K-Means principle and implementation method of opencv (C + + and python versions)
KMeans principle
Today, record the principle of kmeans in opencv and an example of image segmentation. K-Means is an algorithm for data classification, which belongs to unsupervised learning.
First, determine the number of categories for the image, that is, know several categories, and then each category has a center point
Then determine which category label each data point belongs to according to the distance. After classifying all data points in one cycle, stop calculating the label of the final sample data until the specified number of cycles or the delta of the previous and subsequent two times is less than the specified threshold.
First, let's talk about the KMeans data classification function in opencv:
The API for KMeans data classification in OpenCV is:
KMeans function
double cv::kmeans( InputArray data, int K, InputOutputArray bestLabels, TermCriteria criteria, int attempts, int flags, OutputArray centers = noArray() )
Data is the input sample data. Samples must be organized by rows. Each row contains one sample data. The dimensions of samples are listed
K represents the final number of classifications
bestLabels represents the label of each sample in the final classification (each sample has a label)

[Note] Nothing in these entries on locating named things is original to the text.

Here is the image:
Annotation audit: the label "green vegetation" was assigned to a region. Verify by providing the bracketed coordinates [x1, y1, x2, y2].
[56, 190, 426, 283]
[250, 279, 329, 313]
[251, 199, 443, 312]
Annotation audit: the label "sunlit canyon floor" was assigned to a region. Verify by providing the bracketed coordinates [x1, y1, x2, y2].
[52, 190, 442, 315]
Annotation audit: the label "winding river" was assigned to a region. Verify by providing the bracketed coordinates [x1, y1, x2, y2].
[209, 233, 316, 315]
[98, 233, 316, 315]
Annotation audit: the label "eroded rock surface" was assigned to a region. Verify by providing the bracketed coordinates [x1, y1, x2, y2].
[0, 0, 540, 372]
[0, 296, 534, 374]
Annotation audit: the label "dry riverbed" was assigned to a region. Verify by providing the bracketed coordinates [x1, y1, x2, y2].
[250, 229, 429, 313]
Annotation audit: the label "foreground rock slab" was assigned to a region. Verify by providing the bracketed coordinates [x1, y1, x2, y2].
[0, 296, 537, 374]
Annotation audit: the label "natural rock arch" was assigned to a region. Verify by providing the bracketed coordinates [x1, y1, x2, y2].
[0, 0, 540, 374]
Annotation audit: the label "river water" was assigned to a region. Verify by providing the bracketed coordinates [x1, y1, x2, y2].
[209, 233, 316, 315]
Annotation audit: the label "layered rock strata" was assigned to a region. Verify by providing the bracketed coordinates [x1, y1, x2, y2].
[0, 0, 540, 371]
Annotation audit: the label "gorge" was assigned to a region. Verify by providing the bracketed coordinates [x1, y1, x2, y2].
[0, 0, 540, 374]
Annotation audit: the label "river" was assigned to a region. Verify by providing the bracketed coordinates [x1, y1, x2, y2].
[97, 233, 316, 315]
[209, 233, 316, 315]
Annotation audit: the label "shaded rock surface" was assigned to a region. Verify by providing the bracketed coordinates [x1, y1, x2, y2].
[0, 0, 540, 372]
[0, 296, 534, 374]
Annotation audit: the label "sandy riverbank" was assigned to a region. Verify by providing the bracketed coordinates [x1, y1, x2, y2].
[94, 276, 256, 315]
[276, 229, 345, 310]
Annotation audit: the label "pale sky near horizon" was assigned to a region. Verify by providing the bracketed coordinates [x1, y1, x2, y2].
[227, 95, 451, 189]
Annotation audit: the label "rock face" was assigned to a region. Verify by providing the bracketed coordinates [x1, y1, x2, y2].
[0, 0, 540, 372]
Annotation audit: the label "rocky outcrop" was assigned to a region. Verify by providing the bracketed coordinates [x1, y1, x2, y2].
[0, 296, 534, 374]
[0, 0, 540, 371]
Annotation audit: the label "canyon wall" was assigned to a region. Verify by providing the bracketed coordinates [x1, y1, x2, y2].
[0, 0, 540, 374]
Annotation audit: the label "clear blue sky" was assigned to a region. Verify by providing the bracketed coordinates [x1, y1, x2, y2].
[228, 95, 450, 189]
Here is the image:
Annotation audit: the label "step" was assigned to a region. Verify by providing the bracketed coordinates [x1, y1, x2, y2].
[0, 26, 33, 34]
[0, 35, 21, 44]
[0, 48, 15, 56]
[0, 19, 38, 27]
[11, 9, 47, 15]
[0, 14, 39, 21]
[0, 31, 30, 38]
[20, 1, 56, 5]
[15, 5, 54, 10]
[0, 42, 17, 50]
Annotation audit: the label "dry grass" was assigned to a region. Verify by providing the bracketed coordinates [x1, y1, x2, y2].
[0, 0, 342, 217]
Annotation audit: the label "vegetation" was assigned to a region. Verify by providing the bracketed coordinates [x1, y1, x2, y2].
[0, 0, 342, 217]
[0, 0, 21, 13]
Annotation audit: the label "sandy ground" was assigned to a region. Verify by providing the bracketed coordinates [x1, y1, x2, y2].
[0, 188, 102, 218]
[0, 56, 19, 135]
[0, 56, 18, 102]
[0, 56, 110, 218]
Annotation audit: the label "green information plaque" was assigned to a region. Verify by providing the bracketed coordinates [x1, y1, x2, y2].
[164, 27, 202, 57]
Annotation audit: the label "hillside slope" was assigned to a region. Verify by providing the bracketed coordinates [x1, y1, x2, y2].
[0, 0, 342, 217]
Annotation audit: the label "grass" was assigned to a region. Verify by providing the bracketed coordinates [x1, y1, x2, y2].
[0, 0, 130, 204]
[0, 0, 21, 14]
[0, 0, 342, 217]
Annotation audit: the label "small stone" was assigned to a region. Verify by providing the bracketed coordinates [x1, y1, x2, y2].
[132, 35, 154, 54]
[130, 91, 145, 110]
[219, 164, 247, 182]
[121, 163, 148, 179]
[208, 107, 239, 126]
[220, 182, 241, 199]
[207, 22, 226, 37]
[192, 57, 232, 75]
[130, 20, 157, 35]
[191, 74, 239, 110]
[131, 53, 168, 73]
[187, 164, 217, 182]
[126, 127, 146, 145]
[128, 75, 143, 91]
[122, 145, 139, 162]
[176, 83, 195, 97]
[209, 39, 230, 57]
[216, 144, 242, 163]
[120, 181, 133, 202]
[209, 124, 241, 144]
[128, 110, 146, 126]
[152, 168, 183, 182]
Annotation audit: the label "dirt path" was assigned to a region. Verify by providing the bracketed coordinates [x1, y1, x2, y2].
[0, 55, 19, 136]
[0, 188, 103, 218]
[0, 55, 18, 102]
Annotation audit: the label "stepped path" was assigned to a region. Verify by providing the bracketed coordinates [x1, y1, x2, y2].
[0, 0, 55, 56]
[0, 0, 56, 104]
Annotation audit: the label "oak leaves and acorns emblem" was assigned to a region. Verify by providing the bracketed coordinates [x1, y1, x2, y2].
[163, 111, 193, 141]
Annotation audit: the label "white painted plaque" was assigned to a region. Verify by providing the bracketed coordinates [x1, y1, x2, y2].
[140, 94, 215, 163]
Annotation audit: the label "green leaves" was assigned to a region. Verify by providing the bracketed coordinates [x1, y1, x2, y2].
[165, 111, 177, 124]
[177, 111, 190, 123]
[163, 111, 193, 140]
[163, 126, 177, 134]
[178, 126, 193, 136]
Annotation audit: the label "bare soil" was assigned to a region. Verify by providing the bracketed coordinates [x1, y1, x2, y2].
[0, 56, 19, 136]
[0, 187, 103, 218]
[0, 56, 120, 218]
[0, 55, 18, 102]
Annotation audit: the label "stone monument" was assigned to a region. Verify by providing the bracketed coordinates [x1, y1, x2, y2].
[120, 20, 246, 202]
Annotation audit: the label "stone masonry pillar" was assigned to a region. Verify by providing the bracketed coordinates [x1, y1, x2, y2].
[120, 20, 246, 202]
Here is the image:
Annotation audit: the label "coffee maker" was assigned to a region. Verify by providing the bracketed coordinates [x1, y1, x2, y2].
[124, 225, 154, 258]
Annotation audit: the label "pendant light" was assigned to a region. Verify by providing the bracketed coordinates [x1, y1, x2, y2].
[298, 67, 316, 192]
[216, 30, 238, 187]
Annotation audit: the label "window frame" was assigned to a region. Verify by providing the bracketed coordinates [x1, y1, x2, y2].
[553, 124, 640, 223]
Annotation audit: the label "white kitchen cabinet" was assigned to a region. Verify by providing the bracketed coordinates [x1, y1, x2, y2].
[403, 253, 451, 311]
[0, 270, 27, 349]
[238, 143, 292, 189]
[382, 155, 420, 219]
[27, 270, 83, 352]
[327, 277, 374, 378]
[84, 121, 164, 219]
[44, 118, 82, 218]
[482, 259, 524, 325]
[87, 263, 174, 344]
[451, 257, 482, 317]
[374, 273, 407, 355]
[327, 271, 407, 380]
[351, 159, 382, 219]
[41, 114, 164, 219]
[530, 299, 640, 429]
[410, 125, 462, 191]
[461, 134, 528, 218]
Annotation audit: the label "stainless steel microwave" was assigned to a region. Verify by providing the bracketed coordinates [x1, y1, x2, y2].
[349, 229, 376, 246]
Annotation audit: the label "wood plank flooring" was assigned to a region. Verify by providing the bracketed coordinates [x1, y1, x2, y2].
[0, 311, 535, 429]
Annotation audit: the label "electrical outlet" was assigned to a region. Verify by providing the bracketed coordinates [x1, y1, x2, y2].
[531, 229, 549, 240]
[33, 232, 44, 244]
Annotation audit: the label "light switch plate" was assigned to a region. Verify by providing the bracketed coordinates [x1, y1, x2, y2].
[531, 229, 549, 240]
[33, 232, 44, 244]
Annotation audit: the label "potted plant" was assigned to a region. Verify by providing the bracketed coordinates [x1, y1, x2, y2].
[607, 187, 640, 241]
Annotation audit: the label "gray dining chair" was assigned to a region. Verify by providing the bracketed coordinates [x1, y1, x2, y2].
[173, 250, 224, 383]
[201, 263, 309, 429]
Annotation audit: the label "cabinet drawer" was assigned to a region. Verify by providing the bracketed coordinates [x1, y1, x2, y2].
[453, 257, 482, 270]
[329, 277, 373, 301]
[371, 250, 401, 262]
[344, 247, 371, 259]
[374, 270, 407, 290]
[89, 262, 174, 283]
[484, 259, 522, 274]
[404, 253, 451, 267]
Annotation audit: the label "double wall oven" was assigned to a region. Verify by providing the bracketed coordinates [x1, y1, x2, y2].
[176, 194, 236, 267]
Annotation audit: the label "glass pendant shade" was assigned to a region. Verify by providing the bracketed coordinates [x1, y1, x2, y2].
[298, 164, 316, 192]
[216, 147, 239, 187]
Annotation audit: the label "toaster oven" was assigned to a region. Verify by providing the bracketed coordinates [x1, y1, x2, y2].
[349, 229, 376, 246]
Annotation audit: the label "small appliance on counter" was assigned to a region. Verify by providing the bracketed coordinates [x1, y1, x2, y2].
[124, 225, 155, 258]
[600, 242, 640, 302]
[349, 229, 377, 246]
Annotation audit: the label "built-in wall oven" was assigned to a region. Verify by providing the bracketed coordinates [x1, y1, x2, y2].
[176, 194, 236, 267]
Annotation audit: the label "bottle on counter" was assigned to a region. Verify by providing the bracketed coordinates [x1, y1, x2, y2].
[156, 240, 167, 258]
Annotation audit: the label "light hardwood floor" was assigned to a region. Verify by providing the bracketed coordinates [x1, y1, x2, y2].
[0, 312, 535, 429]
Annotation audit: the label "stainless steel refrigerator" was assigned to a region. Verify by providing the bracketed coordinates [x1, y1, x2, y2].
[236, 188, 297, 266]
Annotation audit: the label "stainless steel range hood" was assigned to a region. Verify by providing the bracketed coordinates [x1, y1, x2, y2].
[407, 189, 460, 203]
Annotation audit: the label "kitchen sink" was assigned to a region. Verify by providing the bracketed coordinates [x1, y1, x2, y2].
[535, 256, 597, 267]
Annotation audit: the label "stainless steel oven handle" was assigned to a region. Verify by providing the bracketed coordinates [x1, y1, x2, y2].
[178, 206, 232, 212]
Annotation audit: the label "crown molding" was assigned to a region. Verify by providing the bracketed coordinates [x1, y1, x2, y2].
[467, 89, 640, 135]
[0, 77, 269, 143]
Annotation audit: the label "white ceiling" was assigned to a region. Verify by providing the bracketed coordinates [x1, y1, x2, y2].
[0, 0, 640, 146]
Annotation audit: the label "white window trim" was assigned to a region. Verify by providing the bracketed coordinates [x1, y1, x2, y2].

criteria indicates the stop condition for KMeans segmentation
Attempts indicates the number of attempts to sample different initialization tags
flag indicates the center initialization method (there are three methods below)
- KMEANS_RANDOM_CENTERS
- KMEANS_PP_CENTERS
- KMEANS_USE_INITIAL_LABELS
centers represents the center position of each cluster after final segmentation
For the presentation of Kmeans data classification, the left figure shows the data coordinates, which can be understood as histograms. It can be seen that they are two major categories, while the yellow in the right figure is the center point of the category
Let's use teacher Jia Zhigang's code for a demonstration. Let's look at the python version first
Code demonstration
1.python version
Import required libraries
import numpy as np import cv2 from matplotlib import pyplot as plt
It is initialized to 25 rows and two columns. The range of X is 25-50 and the range of Y is 60-85.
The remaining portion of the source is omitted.